Composing, like most art-making, is a messy business, It is rarely radio in the head. You don’t turn it on and there it is. A composer goes searching for music. It’s out there somewhere, but it has to be detected, discovered, and then deciphered into music’s own language. To do this requires experiment and imagination.
In the 1980s MIDI provided a contemporary language for musical events that let us use computers for recording and editing already conceived ideas. But MIDI is not a natural language, and programming with it is a highly specialist task. Composers want and need a straightforward contemporary language for music that whilst relating to traditional staff notation, and MIDI too, enables the origination of novel ideas and new forms of making. Such a language is parametric: found in and used by Opusmodus.
Musical events belong in a network of parameters: pitch, note duration and rhythm, dynamics, articulation, and at a higher-level tonality, harmony and musical structure itself. They are all connected. In Opusmodus, we are ‘Parametrical’.
Increasingly composers create novel musical events by interacting with musical parameters written or ‘found’ through separating them out, processing them, and then putting them back together again. Rhythms are constructed through additive and subtractive processes, pitch aggregates are formulated with magic squares and statistical algorithms, integers, intervals and random numbers are often starting points, ways to ‘make a mark’, to fill the blank page (or screen).
Many starting points in music composition are not based on sound at all, but on geometric structure, proportion, chaotic incidence, visual relationships, movement, poetry and prose. Whatever these may be they will need to be pulled somehow onto the musical stave. This remains the format our culture continues to invest in as a notation-led end result, the common currency of most music education, professional performers, ensembles and orchestras. Much new art and media music continues to reach us through such notated scores composed by bringing together those commonplace parametric elements.
With a Parametric Instrument for Composing Music it becomes possible to network musical parameters into inherently variable, adaptive forms that combine into unique and often surprising continuously differentiated fields or systems. This is what Opusmodus does.
Musical practice in composition is no longer style-oriented or system-based. It can be everything and anything. Composers can be insatiably curious about the possibilities of phenomena that lie outside music, because so much around us is now understood and able to be captured as data.
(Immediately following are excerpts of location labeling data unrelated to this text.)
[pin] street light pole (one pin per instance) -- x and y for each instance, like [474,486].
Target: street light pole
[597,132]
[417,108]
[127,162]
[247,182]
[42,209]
And so composers need the wherewithal to make conversions of such data to live in the parametric world of music. Opusmodus has the parametric tools to make this happen.
Don’t necessarily expect a previous experience with technology to open the door straightaway to what Opusmodus has to offer. This is not about point and click, play and record, copy and paste. It is about thinking and scripting; it is about building expressions made of functions that are able to process or generate one or many musical parameters and provide an output that can be seen and heard, instantly. Opusmodus provides a fast and robust feedback loop for musical ideas.
If you’ve learnt a language there’s a similarity. You might go to a class or know a native speaker, then you can listen, copy and eventually talk. Otherwise you’ll use a CD and a book, or interact with a web-based tutor. At some point you’ll have to work on vocabulary, and maybe learn to write. The language of Opusmodus requires something similar.
• Take a look and listen to the example scores.
• Read the Preliminaries.
• Take a Tutorial.
• Browse the Documentation, the vocabulary of Opusmodus.
• Study the score-scripts.
• Modify these scores and start to write your own.
The tutorial resources can be accessed from within Opusmodus itself. You’ll find Quick Start, a guide providing the necessary basics. Then there are Lessons: a 30-part collection of score-scripts and text commentaries designed to be opened simultaneously.
Be sure, you’ll find in all these learning resources something to fire up the imagination. Browse as much as you can, and begin to ask yourself what is it that makes up my musical language? What are the elements and common processes I already use when making a piece of music?
Do I know how a piece of my own music is composed? Is it really trial and error, continuous experimentation until it ‘sounds right’ or are there methods, techniques, pathways you’ve already established or invented? Such questioning is a highly recommended exercise. And if you don’t have the answers, learning Opusmodus will prove a unique way into musical literacy!
Whatever the answers to these questions, bite the bullet with one of the early tutorial guides. Approach these little score-scripts in a spirit of play. The more time you can devote to playful experimentation before starting on that next commission or project the better. Again, think of learning a foreign language. You may learn enough Italian in a Day with a CD to ‘get by’ but to understand and use the language you have to go further. It’s the same with Opusmodus. Learning takes time, but it will prove such an enriching process, and one that brings together understanding with knowledge: about the music you compose and how you compose it. If you are new to scripting, don’t shy away from the basics. Once you have them you won’t look back and all kinds of possibilities will open up.